Cruzavam-se em silêncio, magoados. Estavam separados pelas divergências inconciliáveis de uma relação que nunca deveria ter acontecido. Mas aconteceu, para desassossego dos dois.

Não voltaram a falar depois, mas todos os dias cumpriam o estranho ritual ressentido. Ele sofria e não sabia se com ela se passaria igual. Nenhum deles encontraria uma forma de contornar a situação derradeira, aquela que os havia empurrado para longe um do outro, como carrinhos de choque em permanente rota de colisão. Batiam e fugiam, batiam e fugiam. Até que a última volta chegou.
Um dia os seus feitios embateram sem pára-choques e os danos não se ficaram pela mossa habitual. Foi perda total e a pista fechou.

O velho Baptista, no entanto, olhava para o tempo que restava e torcia-se por dentro de cada vez que a observava sem poder trocar uma palavra sequer. E aquela mulher, tudo em si o gritava, tornara-se uma parte importante, essencial até, do seu quotidiano. Algo que não conseguia explicar, vinha de dentro, incontrolável. Achava-se cheio de razões para nada mais querer daquela pessoa e entendia que assim fosse também do outro lado da questão.

Um dia entrou pelo tasco cheio de determinação. Passou de raspão pela mesa dela, linda como sempre, e deixou tombar sobre o tampo um pedaço de papel.
Depois saiu, mirando à distância a expressão desdenhosa que ela exibira quando lera o que ele havia escrito, antes de o amarrotar e deitar para o chão.
O papel dizia apenas “Não”.

Dias depois, o velho Baptista repetiu a graça.
Outro papel amarrotado, outro esgar incomodado. Mas ele não desistia do que abraçara como uma missão. Trazia o papel na mão, saturado do afastamento que entendia como um cruel castigo.
O segundo papel dizia “Consigo”.

Durante uns tempos, o ancião não apareceu no tasco e ela temeu o pior. Mas não deixava transparecer, orgulhosa, mantinha-se ciosa da sua razão.
Recordava cada uma das asneiras que ele cometera na sua perspectiva. E não reconhecia a sua parte da culpa. Pelo menos não a admitia.
Mas também ela sentia a necessidade de o ver de vez em quando, sozinho, numa mesa qualquer daquele espaço comum.
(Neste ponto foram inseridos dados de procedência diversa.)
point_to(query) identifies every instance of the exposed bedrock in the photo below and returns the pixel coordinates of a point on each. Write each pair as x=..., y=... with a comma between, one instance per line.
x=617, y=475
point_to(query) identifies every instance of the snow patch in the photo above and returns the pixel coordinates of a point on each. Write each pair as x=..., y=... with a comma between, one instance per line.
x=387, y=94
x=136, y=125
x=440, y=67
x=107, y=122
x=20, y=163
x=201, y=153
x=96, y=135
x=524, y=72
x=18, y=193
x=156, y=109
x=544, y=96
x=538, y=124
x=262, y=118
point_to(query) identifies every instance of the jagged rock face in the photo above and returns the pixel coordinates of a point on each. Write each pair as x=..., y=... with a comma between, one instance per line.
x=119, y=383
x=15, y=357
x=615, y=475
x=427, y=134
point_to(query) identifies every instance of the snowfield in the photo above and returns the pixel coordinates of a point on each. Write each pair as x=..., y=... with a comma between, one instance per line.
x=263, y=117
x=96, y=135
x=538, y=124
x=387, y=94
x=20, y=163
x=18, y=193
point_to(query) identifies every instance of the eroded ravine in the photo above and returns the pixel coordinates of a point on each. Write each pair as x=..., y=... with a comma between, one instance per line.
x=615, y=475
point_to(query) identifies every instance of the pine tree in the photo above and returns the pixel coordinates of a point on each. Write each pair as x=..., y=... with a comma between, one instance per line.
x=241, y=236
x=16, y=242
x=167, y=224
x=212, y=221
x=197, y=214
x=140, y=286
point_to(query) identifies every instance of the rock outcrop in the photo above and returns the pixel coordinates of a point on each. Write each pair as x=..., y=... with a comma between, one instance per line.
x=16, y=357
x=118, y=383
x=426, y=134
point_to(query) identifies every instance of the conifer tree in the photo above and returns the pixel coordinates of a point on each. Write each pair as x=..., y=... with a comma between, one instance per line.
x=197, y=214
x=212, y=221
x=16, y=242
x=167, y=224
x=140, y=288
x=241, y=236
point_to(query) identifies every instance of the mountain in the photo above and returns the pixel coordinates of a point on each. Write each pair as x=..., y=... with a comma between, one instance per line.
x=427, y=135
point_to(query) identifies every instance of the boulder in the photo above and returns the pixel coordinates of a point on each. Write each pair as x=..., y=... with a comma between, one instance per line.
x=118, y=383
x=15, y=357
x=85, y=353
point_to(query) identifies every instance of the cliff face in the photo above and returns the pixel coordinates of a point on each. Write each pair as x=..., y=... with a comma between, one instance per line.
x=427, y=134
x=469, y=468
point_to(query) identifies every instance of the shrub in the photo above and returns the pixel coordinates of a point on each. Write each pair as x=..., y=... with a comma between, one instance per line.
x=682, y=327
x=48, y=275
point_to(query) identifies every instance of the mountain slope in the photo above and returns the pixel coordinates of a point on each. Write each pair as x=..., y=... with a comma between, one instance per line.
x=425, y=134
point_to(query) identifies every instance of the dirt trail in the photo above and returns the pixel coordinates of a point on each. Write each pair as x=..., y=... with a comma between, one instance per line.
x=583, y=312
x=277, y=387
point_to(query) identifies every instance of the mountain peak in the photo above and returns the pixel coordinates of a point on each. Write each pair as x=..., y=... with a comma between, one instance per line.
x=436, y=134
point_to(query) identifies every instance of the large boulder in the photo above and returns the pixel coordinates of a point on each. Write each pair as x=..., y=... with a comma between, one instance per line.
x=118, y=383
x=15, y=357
Disfarçou a alegria que sentiu quando o viu regressar, com um ar abatido, estivera doente talvez. E ele passou pela mesa devagar, olhos nos olhos dela, e deixou o terceiro recado com uma expressão de dor.
Dizia apenas “Viver”.

E ela, intrigada, fingiu-se amuada e machucou-o como aos anteriores enquanto ele espreitava pela montra e seguia o seu caminho habitual.
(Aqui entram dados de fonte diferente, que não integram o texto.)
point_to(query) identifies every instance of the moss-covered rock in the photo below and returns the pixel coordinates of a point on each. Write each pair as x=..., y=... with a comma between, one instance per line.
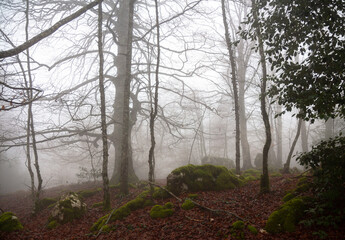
x=187, y=204
x=9, y=222
x=252, y=229
x=159, y=211
x=286, y=218
x=44, y=203
x=52, y=224
x=201, y=178
x=69, y=207
x=288, y=197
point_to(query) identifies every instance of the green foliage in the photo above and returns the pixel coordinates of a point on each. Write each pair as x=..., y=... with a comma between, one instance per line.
x=315, y=30
x=327, y=160
x=159, y=211
x=9, y=222
x=187, y=205
x=285, y=218
x=201, y=178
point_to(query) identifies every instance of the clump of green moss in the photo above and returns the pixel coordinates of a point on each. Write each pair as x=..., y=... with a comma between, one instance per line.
x=44, y=203
x=285, y=218
x=201, y=178
x=9, y=222
x=52, y=224
x=97, y=205
x=159, y=193
x=159, y=211
x=88, y=193
x=252, y=229
x=69, y=207
x=193, y=196
x=187, y=205
x=288, y=197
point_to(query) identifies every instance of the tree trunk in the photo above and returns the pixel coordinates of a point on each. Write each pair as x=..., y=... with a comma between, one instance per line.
x=154, y=108
x=122, y=29
x=304, y=137
x=126, y=124
x=106, y=194
x=288, y=160
x=235, y=89
x=279, y=136
x=264, y=183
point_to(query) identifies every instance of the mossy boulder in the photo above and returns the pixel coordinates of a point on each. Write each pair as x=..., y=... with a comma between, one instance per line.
x=218, y=161
x=287, y=216
x=141, y=201
x=69, y=207
x=159, y=211
x=44, y=203
x=9, y=222
x=187, y=204
x=201, y=178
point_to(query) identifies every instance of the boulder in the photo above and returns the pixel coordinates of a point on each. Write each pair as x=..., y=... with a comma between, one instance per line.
x=218, y=161
x=207, y=177
x=69, y=207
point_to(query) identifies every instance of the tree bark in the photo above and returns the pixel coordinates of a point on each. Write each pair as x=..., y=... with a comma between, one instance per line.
x=154, y=108
x=264, y=182
x=29, y=43
x=106, y=194
x=126, y=125
x=288, y=160
x=235, y=89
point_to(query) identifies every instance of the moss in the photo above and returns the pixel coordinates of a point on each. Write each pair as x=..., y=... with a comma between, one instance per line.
x=9, y=222
x=288, y=197
x=52, y=224
x=303, y=188
x=285, y=218
x=97, y=205
x=160, y=193
x=238, y=225
x=135, y=204
x=44, y=203
x=120, y=213
x=193, y=196
x=187, y=205
x=201, y=178
x=159, y=211
x=87, y=193
x=252, y=229
x=276, y=174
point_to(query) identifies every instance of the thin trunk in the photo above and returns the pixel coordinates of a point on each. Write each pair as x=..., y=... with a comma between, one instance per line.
x=304, y=137
x=264, y=183
x=154, y=108
x=279, y=136
x=126, y=125
x=235, y=89
x=30, y=114
x=106, y=194
x=288, y=160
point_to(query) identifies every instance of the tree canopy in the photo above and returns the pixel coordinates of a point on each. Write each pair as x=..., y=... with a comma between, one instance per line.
x=306, y=46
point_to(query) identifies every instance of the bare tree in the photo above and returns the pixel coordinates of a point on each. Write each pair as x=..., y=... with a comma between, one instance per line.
x=229, y=45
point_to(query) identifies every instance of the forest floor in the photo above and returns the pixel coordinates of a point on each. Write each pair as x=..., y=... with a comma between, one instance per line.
x=245, y=202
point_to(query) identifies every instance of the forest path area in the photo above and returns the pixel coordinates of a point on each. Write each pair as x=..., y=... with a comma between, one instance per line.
x=244, y=202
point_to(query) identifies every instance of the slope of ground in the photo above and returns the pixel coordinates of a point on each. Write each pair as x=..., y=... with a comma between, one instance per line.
x=244, y=202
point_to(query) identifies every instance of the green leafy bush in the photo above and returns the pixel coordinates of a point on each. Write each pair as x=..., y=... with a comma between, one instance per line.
x=327, y=161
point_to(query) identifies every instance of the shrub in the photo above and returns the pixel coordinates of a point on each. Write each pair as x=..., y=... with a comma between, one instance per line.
x=327, y=161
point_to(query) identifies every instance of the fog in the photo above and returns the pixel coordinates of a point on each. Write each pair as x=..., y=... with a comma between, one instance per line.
x=196, y=116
No dia seguinte ele apareceu outra vez. Parecia desanimado, mas insistiu. Com um aspecto cansado, aproximou-se sem pressa e parou durante uns segundos a curta distância, como que a contemplá-la. Ela fez de conta que não percebeu, conversou com o parceiro da mesa do lado e ignorou o velho Baptista como se ele não estivesse ali.
Pela primeira vez ele não deitou de imediato o papel na mesa. Dirigiu-se ao balcão e pediu uma caneta emprestada, vermelha, e escreveu algo no papel que no caminho de saída deixou tombar mais uma vez.
A última, percebeu ela quando reparou que pela primeira vez eram duas as palavras sem sentido que ele lhe entregava, uma a vermelho e a outra de cor azul.
Esta mensagem dizia “Sem Ti”.

Nos dias que se seguiram ele voltaria, como sempre, ao tasco para a ver. Mas já não escrevia coisa alguma, apenas se sentava em silêncio e bebia o seu café.
Depois saía e olhava-a por detrás do vidro antes de seguir.

Cada dia que passava ela notava o esforço que ele fazia para insistir na sua presença naquele local, vexado e visivelmente desgastado pela ausência de uma reacção.
Ele perdera a esperança, dias depois da última entrega do que considerava uma tentativa de aproximação. A possível, naquelas circunstâncias.
Notava-se no seu olhar perdido numa esquina da mesa ou nas pontas dos pés, na sua apatia, a tristeza que lhe provocaria a incerteza de ela ter entendido ou não o seu recado infantil.

Ela resistia, teimosa, mas sentia-se receosa que ele deixasse de aparecer de vez.
Nessa tarde decidiu oferecer-lhe algo em troca, um sinal qualquer que lhe desse a entender que talvez houvesse uma forma de reatarem a comunicação.
Levantou-se da mesa depois de escrever algo num guardanapo e de o embrulhar em torno de algo que falaria por si.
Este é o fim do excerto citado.